Indian companies are still crazy about the Nasdaq because of an interesting new phenomenon on the Indian stock markets. The domestic bourses have since last year been faithfully imitating every up and down in Nasdaq prices, particularly the ripples in the Nasdaq-100 index which is heavy on technology stocks (Microsoft and Intel hold 15 per cent weight of the index). Market analysts say that the evident correspondence between Nasdaq price movement and, say, the movement of the 30-scrip Sensex of the Bombay Stock Exchange (BSE), need not be explained away as plain mimicry. "India is an important software services market," says Alok Vajpeyi of DSP Merrill Lynch, a foreign institutional investor, "but the country is moving up the value chain and so the valuation of its software companies is being driven by that of the buyer country, the US." More than a half of the 100-odd software firms listed on the Indian bourses have export revenues far in excess of their domestic sales.
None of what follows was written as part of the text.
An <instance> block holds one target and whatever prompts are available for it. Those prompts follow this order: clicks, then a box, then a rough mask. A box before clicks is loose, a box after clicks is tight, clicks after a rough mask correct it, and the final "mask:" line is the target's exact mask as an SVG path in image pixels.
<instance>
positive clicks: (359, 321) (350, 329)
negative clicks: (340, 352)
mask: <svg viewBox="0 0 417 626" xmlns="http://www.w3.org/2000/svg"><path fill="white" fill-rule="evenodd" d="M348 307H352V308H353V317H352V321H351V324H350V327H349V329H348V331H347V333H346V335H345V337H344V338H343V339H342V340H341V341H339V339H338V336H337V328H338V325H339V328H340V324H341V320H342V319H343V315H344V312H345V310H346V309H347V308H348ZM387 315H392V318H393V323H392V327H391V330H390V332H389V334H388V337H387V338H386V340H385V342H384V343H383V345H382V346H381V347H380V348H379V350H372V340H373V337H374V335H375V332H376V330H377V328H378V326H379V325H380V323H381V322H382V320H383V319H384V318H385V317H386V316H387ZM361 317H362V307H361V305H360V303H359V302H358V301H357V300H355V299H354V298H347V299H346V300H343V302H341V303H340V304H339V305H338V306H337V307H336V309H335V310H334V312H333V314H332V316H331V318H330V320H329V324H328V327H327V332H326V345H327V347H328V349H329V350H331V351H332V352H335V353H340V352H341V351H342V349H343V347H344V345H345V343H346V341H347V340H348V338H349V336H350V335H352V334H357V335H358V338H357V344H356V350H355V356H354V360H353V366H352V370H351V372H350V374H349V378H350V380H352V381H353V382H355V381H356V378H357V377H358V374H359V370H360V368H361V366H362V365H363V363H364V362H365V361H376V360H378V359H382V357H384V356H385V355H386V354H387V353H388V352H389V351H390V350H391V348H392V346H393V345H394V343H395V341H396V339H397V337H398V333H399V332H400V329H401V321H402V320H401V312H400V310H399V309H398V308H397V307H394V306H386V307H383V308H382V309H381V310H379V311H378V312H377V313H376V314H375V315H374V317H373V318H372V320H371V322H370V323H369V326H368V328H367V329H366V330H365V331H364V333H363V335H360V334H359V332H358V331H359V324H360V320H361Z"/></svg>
The Nasdaq quotes, executed when it is night in India, therefore become the driving force when the markets open in the morning. It is obvious that the "technology" stocks reflect the extraneous volatility more than the "economy" stocks. But the Indian market indices, including the Sensex, dance with Nasdaq regardless. Even the Sensex, the home of petroleum, cement and automobile shares, had 35 per cent of its weight given to software and telecom firms till last week. The weight of technology stocks is much more now with the inclusion of Zee Telefilms, Satyam Computers and Dr Reddy's Laboratory but Nasdaq-100 and the Sensex are still not comparable. The correspondence that is visible is more on the long term than the short, or even medium. For example, the downturn on the Nasdaq following the adverse ruling by a US court in the antitrust case against Microsoft was echoed in the Sensex. When the Nasdaq-100 bounced back a week later, so did the Sensex. However, the past week's downswing on the Nasdaq did not affect share prices on the BSE.
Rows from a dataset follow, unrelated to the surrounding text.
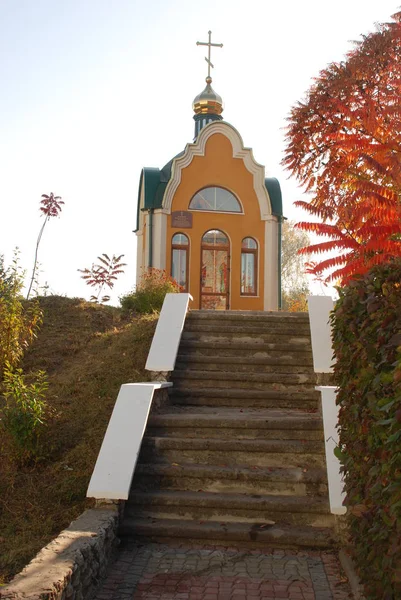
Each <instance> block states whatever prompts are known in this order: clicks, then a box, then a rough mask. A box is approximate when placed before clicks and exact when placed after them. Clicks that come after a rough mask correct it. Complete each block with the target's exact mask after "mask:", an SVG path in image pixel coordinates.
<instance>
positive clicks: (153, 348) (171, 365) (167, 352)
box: [145, 294, 192, 372]
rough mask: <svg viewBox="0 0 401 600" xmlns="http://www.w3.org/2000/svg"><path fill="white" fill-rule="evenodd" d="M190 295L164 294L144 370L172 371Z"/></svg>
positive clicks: (175, 357) (183, 327)
mask: <svg viewBox="0 0 401 600" xmlns="http://www.w3.org/2000/svg"><path fill="white" fill-rule="evenodd" d="M190 300H192V296H191V295H190V294H166V297H165V299H164V303H163V307H162V310H161V312H160V317H159V320H158V323H157V325H156V331H155V334H154V336H153V340H152V345H151V347H150V350H149V354H148V360H147V361H146V365H145V369H146V370H147V371H156V372H160V371H173V370H174V365H175V359H176V358H177V352H178V346H179V345H180V340H181V334H182V330H183V328H184V323H185V317H186V314H187V310H188V304H189V301H190Z"/></svg>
The Nasdaq team, however, is bullish on India because, as Vaidya says, "The investor here wants the market to be as liquid and transparent as in the US." Nasdaq disclosure norms may sound outlandishly rigid in the Indian context. But the domestic investor, who has burnt his fingers in an opaque market that often fails to blow the whistle on price-rigging and insider trading, is sure to put his faith only in companies that have passed the Nasdaq test.
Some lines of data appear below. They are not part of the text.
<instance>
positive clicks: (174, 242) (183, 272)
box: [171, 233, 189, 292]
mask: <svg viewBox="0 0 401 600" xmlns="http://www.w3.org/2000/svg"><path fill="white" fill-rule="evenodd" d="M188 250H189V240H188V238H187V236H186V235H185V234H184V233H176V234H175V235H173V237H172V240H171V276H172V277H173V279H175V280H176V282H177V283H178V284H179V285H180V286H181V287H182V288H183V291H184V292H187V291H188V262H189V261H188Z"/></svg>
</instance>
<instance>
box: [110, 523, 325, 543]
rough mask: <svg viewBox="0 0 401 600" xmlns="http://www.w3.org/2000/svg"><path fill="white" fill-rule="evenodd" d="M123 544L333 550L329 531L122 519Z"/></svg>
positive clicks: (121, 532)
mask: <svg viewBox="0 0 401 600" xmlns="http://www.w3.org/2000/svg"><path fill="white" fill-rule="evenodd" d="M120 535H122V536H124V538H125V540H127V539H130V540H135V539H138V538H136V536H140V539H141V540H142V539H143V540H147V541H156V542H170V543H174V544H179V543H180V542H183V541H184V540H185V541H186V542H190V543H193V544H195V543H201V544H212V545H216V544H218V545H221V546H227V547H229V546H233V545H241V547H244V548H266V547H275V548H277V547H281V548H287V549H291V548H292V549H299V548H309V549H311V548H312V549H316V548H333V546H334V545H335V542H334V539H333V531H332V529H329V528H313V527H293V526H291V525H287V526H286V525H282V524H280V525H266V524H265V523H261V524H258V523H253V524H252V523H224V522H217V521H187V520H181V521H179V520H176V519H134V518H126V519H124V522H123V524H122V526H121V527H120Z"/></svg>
It is no wonder therefore that the Nasdaq is planning to enlarge its presence in India by opening an office in the country soon. And, in anticipation, many of the aspirants have switched to the Nasdaq-mandatory, and rigorous, US GAAP method of accounting and are even resorting to textbook corporate governance practices. The fear that keeps lurking is that some of the hasty dotcom entrants, or hawkers of all sorts of software "solutions", may still be tempted to take investors for a ride by flaunting an "Applied For" licence plate on the road to Nasdaq.